Team Topologies
The organizational structure and interaction patterns between teams, deliberately designed to minimize cognitive load and communication overhead while enabling fast, independent delivery.
What are Team Topologies?
Team topologies is a framework (from the book of the same name) for organizing engineering organizations to optimize for flow and reduce friction. The core insight: the structure of your organization constrains the architecture of your product (Conway’s Law). If your teams are siloed, your systems will be. If teams collaborate freely, your systems will integrate seamlessly.
Rather than asking “how many engineers do we need?”, team topologies asks “how should our teams interact to enable fast delivery?” The answer shapes team size, specialization, and reporting structure.
Four Team Types
Stream-aligned teams (feature teams) are organized around customer value streams—they deliver end-to-end capability. Enabling teams (similar to platform teams) provide tools, infrastructure, and knowledge. Complicated-subsystem teams manage areas requiring deep expertise (machine learning, cryptography). Platform teams provide self-service infrastructure.
The key is match: not all work fits into a stream-aligned team. Highly-specialized or infrastructure-heavy work needs dedicated ownership.
Interaction Modes
How teams interact matters as much as structure. Collaboration mode is real-time partnership—useful for early-stage, uncertain work. X-as-a-Service mode is asynchronous and decoupled—platform teams provide infrastructure; feature teams use it without coordination. Facilitating mode is temporary—an enabling team helps a stream team learn a new skill, then steps back.
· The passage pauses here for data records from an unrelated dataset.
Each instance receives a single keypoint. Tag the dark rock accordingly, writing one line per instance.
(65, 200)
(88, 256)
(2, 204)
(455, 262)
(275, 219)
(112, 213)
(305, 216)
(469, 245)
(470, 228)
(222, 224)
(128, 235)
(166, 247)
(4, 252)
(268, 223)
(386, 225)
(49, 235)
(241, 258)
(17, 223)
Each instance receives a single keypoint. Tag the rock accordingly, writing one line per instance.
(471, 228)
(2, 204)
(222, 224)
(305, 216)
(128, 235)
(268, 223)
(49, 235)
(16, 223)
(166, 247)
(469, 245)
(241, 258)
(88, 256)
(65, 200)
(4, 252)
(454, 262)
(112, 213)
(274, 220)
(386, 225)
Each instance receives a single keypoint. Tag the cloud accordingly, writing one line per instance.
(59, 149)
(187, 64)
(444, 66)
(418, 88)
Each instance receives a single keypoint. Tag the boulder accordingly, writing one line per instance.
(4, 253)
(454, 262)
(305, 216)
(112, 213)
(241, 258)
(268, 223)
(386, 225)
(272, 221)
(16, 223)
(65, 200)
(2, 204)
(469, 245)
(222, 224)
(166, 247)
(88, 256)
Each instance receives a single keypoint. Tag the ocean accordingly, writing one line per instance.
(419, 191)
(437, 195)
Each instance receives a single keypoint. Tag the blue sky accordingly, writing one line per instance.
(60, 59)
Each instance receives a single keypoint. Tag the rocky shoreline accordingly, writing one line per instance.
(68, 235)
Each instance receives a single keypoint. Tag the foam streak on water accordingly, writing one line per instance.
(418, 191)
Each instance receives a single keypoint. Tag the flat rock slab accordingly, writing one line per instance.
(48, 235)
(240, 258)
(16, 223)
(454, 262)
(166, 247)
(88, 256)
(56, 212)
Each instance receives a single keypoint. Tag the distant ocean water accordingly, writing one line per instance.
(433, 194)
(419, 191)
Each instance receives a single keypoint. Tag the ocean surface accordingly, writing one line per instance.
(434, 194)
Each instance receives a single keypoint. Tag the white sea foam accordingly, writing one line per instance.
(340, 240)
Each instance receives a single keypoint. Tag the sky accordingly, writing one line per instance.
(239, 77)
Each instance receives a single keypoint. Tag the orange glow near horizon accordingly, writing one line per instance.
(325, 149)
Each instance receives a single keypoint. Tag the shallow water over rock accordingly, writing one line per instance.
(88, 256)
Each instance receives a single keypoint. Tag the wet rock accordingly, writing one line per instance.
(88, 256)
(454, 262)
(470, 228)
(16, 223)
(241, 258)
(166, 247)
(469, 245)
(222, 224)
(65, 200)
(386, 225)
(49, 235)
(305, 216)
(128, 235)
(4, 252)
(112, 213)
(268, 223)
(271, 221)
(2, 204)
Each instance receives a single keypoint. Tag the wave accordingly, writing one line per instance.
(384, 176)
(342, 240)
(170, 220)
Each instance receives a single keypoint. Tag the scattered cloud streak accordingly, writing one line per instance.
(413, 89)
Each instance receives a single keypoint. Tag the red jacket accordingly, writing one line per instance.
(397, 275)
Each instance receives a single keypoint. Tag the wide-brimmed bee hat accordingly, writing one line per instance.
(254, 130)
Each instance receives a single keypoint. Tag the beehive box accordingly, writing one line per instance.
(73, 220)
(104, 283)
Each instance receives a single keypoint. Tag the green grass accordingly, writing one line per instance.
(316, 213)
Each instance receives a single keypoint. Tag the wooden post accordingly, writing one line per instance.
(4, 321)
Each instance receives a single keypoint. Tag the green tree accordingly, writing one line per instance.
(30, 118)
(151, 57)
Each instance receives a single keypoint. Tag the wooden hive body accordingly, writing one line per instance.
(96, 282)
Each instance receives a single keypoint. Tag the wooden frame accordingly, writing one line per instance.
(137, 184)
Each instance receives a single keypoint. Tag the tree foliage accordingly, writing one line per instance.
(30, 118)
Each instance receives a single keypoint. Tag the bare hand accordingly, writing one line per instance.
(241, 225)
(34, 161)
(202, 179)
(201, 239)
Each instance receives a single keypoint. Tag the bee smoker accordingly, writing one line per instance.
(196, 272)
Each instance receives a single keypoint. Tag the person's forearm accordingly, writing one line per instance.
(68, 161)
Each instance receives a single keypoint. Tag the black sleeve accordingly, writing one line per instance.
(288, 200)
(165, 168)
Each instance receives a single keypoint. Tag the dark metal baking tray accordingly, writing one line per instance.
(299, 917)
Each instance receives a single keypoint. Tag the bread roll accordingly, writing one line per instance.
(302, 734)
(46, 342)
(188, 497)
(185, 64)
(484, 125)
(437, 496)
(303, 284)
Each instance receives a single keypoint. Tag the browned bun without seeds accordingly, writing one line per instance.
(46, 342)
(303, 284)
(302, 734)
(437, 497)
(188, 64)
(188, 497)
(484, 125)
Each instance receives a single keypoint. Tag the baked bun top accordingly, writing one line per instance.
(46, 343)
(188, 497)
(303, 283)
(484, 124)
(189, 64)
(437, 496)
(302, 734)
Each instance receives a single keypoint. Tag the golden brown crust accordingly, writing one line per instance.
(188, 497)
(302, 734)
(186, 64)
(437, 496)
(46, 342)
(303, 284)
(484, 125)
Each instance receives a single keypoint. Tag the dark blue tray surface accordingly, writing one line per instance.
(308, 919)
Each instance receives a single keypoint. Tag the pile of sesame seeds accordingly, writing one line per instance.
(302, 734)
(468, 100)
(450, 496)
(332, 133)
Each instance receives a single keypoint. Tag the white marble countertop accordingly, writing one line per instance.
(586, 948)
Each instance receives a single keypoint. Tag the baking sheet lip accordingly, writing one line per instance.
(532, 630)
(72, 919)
Mismatches are friction: trying to collaborate asynchronously (slow), or trying to decouple work that requires tight integration (integration failures).
Cognitive Load
The core metric in team topologies is cognitive load: how much a team needs to understand to do their work effectively. If cognitive load is too high, teams get lost in complexity. If it’s too low, they’re underutilized. The goal is Goldilocks: just enough complexity to be interesting, not so much that focus fractures.
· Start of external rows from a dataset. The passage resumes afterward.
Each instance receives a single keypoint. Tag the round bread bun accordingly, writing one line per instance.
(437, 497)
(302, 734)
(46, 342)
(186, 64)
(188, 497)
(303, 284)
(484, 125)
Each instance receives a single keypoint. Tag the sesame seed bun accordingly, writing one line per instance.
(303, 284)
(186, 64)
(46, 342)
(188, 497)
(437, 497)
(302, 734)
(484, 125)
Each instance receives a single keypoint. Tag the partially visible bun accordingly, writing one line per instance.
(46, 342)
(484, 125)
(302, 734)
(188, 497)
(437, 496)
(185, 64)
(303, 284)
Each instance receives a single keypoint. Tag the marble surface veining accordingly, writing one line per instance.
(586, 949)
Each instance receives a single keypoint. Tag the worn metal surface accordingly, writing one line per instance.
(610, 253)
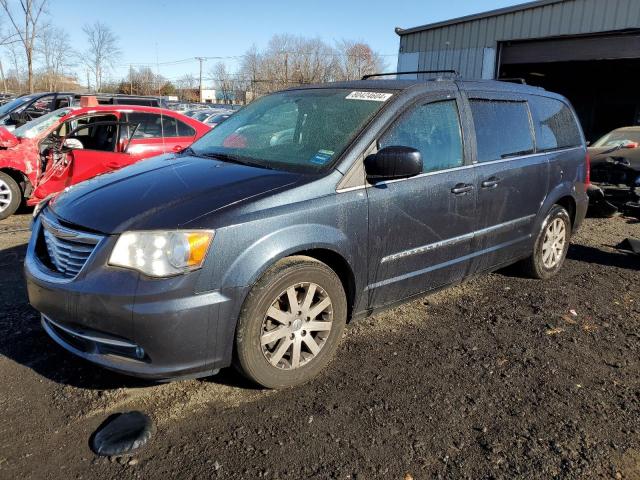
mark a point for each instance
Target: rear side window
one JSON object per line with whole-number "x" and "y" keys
{"x": 434, "y": 129}
{"x": 152, "y": 125}
{"x": 184, "y": 130}
{"x": 555, "y": 124}
{"x": 503, "y": 129}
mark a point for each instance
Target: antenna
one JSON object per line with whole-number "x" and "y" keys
{"x": 160, "y": 104}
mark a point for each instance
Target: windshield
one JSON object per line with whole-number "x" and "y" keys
{"x": 617, "y": 137}
{"x": 300, "y": 130}
{"x": 33, "y": 128}
{"x": 218, "y": 118}
{"x": 13, "y": 104}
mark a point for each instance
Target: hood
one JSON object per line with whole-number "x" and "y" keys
{"x": 7, "y": 139}
{"x": 600, "y": 158}
{"x": 163, "y": 193}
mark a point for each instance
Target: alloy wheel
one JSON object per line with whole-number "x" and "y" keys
{"x": 6, "y": 195}
{"x": 555, "y": 238}
{"x": 296, "y": 326}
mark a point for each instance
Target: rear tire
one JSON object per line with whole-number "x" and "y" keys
{"x": 10, "y": 196}
{"x": 552, "y": 244}
{"x": 291, "y": 323}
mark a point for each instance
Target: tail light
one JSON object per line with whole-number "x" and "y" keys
{"x": 587, "y": 176}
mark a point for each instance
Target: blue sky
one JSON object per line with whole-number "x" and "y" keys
{"x": 163, "y": 31}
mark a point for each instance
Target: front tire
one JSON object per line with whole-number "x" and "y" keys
{"x": 552, "y": 244}
{"x": 291, "y": 323}
{"x": 10, "y": 196}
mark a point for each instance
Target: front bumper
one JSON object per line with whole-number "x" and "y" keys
{"x": 150, "y": 328}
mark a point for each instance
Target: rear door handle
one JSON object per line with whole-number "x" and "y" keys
{"x": 462, "y": 188}
{"x": 490, "y": 182}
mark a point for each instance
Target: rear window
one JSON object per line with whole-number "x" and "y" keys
{"x": 503, "y": 129}
{"x": 554, "y": 123}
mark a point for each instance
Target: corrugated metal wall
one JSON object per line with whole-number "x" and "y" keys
{"x": 462, "y": 46}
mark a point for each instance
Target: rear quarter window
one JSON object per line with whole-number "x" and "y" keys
{"x": 503, "y": 129}
{"x": 555, "y": 125}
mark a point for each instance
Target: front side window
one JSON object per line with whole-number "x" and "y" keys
{"x": 503, "y": 129}
{"x": 297, "y": 130}
{"x": 556, "y": 126}
{"x": 434, "y": 129}
{"x": 96, "y": 132}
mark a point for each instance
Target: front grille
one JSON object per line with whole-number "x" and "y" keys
{"x": 65, "y": 250}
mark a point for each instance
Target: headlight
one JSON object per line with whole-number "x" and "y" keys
{"x": 39, "y": 206}
{"x": 161, "y": 254}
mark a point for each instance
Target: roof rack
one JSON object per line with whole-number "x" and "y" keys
{"x": 388, "y": 74}
{"x": 513, "y": 80}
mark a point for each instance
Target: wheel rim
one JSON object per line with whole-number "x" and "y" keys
{"x": 296, "y": 326}
{"x": 5, "y": 195}
{"x": 555, "y": 238}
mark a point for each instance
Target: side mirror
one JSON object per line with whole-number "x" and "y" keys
{"x": 18, "y": 118}
{"x": 72, "y": 144}
{"x": 393, "y": 162}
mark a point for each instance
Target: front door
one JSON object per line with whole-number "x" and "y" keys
{"x": 421, "y": 228}
{"x": 93, "y": 147}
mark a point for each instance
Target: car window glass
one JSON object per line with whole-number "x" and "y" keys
{"x": 185, "y": 130}
{"x": 503, "y": 129}
{"x": 148, "y": 125}
{"x": 302, "y": 130}
{"x": 556, "y": 126}
{"x": 92, "y": 132}
{"x": 434, "y": 129}
{"x": 40, "y": 106}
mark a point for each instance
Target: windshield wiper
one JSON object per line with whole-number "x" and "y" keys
{"x": 229, "y": 158}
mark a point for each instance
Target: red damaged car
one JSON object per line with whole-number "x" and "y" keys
{"x": 73, "y": 144}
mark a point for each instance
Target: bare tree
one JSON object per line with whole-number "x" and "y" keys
{"x": 25, "y": 23}
{"x": 57, "y": 55}
{"x": 187, "y": 85}
{"x": 357, "y": 59}
{"x": 143, "y": 81}
{"x": 226, "y": 83}
{"x": 103, "y": 50}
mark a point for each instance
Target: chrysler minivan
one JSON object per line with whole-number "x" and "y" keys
{"x": 307, "y": 208}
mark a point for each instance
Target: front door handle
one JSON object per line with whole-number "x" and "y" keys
{"x": 490, "y": 182}
{"x": 462, "y": 188}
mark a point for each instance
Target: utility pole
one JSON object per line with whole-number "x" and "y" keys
{"x": 201, "y": 59}
{"x": 4, "y": 80}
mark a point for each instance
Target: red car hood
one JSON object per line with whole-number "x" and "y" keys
{"x": 7, "y": 139}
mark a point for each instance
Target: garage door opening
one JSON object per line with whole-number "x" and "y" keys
{"x": 604, "y": 91}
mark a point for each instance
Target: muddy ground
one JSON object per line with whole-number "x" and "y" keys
{"x": 495, "y": 378}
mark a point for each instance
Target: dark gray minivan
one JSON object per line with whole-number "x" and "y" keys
{"x": 303, "y": 210}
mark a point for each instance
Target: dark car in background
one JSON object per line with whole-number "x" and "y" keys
{"x": 306, "y": 208}
{"x": 615, "y": 173}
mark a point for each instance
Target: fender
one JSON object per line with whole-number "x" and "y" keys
{"x": 563, "y": 189}
{"x": 256, "y": 259}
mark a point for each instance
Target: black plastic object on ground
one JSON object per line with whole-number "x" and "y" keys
{"x": 122, "y": 433}
{"x": 630, "y": 245}
{"x": 598, "y": 204}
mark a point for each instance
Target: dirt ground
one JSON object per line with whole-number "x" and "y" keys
{"x": 500, "y": 377}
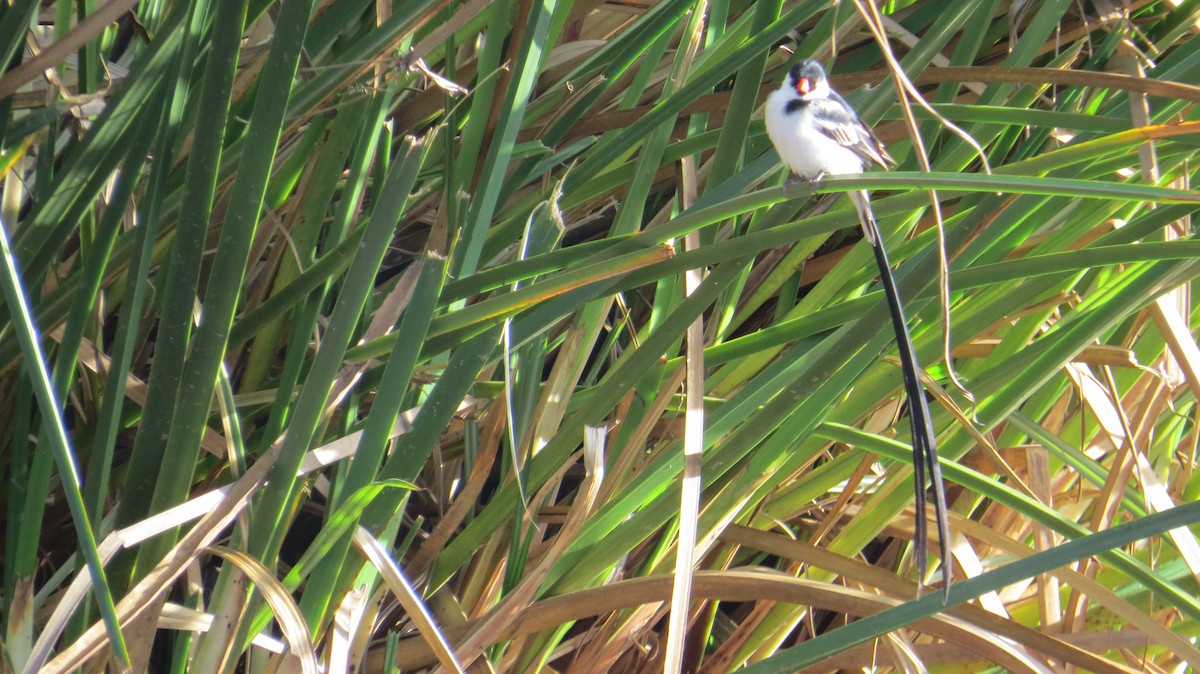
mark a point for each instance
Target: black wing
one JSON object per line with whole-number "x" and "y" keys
{"x": 839, "y": 122}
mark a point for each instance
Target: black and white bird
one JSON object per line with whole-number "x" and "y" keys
{"x": 817, "y": 133}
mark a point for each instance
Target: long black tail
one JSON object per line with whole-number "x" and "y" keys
{"x": 924, "y": 443}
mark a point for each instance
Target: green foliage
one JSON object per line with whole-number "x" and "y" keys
{"x": 323, "y": 308}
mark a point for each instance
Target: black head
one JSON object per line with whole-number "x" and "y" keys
{"x": 805, "y": 76}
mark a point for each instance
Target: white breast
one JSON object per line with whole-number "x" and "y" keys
{"x": 803, "y": 149}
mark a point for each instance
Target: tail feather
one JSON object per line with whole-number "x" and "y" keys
{"x": 924, "y": 441}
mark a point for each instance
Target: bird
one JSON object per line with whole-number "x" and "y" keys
{"x": 817, "y": 133}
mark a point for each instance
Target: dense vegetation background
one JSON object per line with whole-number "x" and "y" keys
{"x": 360, "y": 336}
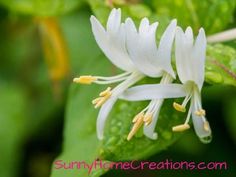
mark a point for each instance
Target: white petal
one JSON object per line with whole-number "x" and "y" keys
{"x": 114, "y": 20}
{"x": 198, "y": 124}
{"x": 113, "y": 45}
{"x": 198, "y": 57}
{"x": 149, "y": 130}
{"x": 183, "y": 55}
{"x": 163, "y": 59}
{"x": 142, "y": 46}
{"x": 154, "y": 91}
{"x": 189, "y": 36}
{"x": 99, "y": 32}
{"x": 103, "y": 115}
{"x": 144, "y": 26}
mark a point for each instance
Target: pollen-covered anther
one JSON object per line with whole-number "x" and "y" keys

This drives team size. A team with simple, well-scoped work (low cognitive load) can be 3-5 people. A team managing complex distributed systems (high cognitive load) might be 6-8 people. Beyond 8, cognitive load typically becomes unsustainable.
Why It Matters for Product People
Team topologies directly shape delivery velocity and quality. Organizations with poor topologies suffer constant friction: teams waiting on each other, unclear ownership, and duplicate work. Organizations with clear topologies move faster with less chaos.
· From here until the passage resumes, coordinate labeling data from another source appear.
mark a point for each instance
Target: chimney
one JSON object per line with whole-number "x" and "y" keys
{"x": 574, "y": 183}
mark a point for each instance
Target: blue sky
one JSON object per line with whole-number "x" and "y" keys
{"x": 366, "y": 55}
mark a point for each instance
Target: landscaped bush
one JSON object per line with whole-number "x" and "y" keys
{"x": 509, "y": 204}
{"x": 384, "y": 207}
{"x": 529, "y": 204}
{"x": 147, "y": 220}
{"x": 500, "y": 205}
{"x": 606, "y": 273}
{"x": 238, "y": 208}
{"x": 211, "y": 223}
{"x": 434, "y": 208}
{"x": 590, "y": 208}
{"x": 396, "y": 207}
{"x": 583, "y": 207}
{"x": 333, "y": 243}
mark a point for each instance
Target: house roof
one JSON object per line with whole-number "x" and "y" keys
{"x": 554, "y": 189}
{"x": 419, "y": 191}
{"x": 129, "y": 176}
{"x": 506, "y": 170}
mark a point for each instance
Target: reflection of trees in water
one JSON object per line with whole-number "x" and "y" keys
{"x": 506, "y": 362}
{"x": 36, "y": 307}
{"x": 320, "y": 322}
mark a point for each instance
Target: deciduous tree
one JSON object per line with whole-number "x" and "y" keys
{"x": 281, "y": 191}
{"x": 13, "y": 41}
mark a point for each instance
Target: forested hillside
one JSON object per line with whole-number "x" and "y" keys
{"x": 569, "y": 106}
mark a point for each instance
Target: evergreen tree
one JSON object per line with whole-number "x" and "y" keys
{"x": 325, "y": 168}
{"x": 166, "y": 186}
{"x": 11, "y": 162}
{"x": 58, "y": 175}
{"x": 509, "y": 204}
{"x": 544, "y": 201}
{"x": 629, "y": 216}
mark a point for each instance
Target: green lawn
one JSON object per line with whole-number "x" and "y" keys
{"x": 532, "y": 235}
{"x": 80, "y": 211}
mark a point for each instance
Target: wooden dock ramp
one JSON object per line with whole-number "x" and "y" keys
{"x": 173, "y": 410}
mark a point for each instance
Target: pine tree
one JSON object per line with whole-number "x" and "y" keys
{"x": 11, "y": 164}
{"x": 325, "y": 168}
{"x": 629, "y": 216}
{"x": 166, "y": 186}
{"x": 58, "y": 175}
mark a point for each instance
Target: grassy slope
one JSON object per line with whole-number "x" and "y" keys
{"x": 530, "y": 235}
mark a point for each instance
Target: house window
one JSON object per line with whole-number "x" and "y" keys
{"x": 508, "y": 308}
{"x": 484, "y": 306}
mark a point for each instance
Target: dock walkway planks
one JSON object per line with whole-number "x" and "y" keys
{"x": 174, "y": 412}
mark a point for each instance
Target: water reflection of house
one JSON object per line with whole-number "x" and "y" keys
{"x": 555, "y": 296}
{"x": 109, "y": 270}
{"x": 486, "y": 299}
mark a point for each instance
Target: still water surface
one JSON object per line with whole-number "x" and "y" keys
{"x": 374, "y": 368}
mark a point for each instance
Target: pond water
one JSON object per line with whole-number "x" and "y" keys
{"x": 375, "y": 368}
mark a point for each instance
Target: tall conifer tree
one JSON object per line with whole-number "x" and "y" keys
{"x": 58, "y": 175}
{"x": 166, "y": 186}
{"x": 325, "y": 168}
As you scale hiring, resist the default of “add more people to the team doing the work.” Instead, ask: Are we creating cognitive overload? Should we split off a supporting team? Should we create a platform to reduce coordination? Deliberately designing topology as you scale prevents the crisis of scaling.
Also, topologies guide hiring and skill development. If you need a platform team but have all generalists, you need to either develop depth or hire specialists. Without clear topology, you can’t make coherent hiring decisions.
Related Concepts
Team topologies connect to organizational design, feature teams and platform teams (specific topology patterns), and system architecture. It also relates to communication patterns—how teams interact shapes what information flows and how quickly decisions propagate.